Our data support the existence of two stem cell pools in the epithelium of the small intestine: an actively proliferating stem cell compartment responsible for the daily maintenance of the intestine epithelium that is characterized by the expression of Lgr5, Ascl2, and Olfm4^{1, 11, 17} and a distinct pool of stem cells expressing Bmi1. Our results lend support to the two-stem-cell pool model that is based on computational approaches¹⁸, and provide experimental evidence for recent models predicting that the intestine could fully recover after complete elimination of cellular subpopulations deemed to be functional stem cells¹⁹. Our data do not support the recent proposal that Bmi1-expressing cells are exclusively a subset of Lgr5-expressing cells¹¹; rather they indicate that under normal circumstances, Bmi1-positive stem cells are upstream of rapidly cycling, Lgr5-expressing stem cells and replenish the pool of active stem cells, either to avoid exhaustion of actively cycling stem cells or to prevent the accumulation of damaged cells that may lead to the development of tumors. Importantly, we also demonstrate that when the Lgr5-expressing cell compartment is eliminated by DT treatment, the Bmi1-expressing cells can increase in number, presumably as a compensatory mechanism. Under these conditions, Bmi1-expressing cells contribute directly to the generation of all cell types of the intestinal epithelium to produce a functional organ until the rapidly-cycling stem cell compartment is able to recover. While it has been suggested that Bmi1-expressing stem cells are quiescent², this remains to be conclusively demonstrated.

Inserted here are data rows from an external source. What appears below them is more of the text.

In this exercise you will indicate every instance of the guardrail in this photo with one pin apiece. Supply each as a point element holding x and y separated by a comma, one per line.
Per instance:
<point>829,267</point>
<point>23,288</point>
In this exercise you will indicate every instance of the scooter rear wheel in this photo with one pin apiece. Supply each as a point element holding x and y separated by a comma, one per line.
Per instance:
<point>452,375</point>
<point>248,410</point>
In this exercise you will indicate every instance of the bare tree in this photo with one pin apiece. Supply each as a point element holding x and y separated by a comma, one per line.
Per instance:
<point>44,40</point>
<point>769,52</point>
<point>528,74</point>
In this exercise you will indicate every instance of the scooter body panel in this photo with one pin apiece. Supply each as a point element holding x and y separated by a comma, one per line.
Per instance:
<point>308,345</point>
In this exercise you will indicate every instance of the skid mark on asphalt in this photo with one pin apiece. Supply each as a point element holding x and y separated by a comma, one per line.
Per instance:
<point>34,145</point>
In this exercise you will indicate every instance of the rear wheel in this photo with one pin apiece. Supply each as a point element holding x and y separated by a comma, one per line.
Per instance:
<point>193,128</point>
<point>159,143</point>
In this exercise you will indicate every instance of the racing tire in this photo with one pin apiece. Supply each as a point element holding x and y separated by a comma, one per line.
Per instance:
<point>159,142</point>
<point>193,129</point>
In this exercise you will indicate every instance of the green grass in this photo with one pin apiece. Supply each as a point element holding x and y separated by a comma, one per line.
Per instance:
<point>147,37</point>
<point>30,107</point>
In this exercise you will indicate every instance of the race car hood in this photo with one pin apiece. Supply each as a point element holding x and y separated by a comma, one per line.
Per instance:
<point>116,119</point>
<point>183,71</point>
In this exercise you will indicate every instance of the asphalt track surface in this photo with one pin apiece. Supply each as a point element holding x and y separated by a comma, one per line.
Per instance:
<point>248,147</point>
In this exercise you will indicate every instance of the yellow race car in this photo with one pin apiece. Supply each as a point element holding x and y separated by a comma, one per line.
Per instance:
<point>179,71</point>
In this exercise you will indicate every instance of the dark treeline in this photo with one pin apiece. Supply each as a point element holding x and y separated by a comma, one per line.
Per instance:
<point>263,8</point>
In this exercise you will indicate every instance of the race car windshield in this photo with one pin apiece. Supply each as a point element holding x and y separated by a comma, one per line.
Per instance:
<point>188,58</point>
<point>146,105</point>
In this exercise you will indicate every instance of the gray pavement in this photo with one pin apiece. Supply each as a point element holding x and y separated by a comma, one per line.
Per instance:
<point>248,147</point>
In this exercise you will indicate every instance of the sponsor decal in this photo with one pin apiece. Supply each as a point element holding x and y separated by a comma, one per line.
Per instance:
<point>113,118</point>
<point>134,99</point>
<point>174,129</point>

Distinct stem cell pools with differing cycling dynamics have previously been observed in the hair follicle and in blood, organs that, like the intestine, undergo regular bouts of proliferation and regeneration^20–22. The factors that regulate the interplay between discrete populations of stem cells, and the precise hierarchical relationships among such populations, remain to be characterized. While we have found that loss of Lgr5-positive cells is sustainable under short-term conditions in vivo, it remains to be determined if such a scenario can persist for longer periods of time in the animal. Interestingly, depletion of Paneth cells, which are thought to be important for the maintenance of CBCs⁷, can be tolerated by mice for over 6 months without significant structural defects of the epithelium^{23, 24}, supporting the idea that the intestine can function normally in the absence of CBCs. It will be important to determine how different stem cell populations sense the activity of other populations, whether rapidly cycling cells can repopulate more quiescent stem cell populations, and whether additional sub-populations of stem cells exist.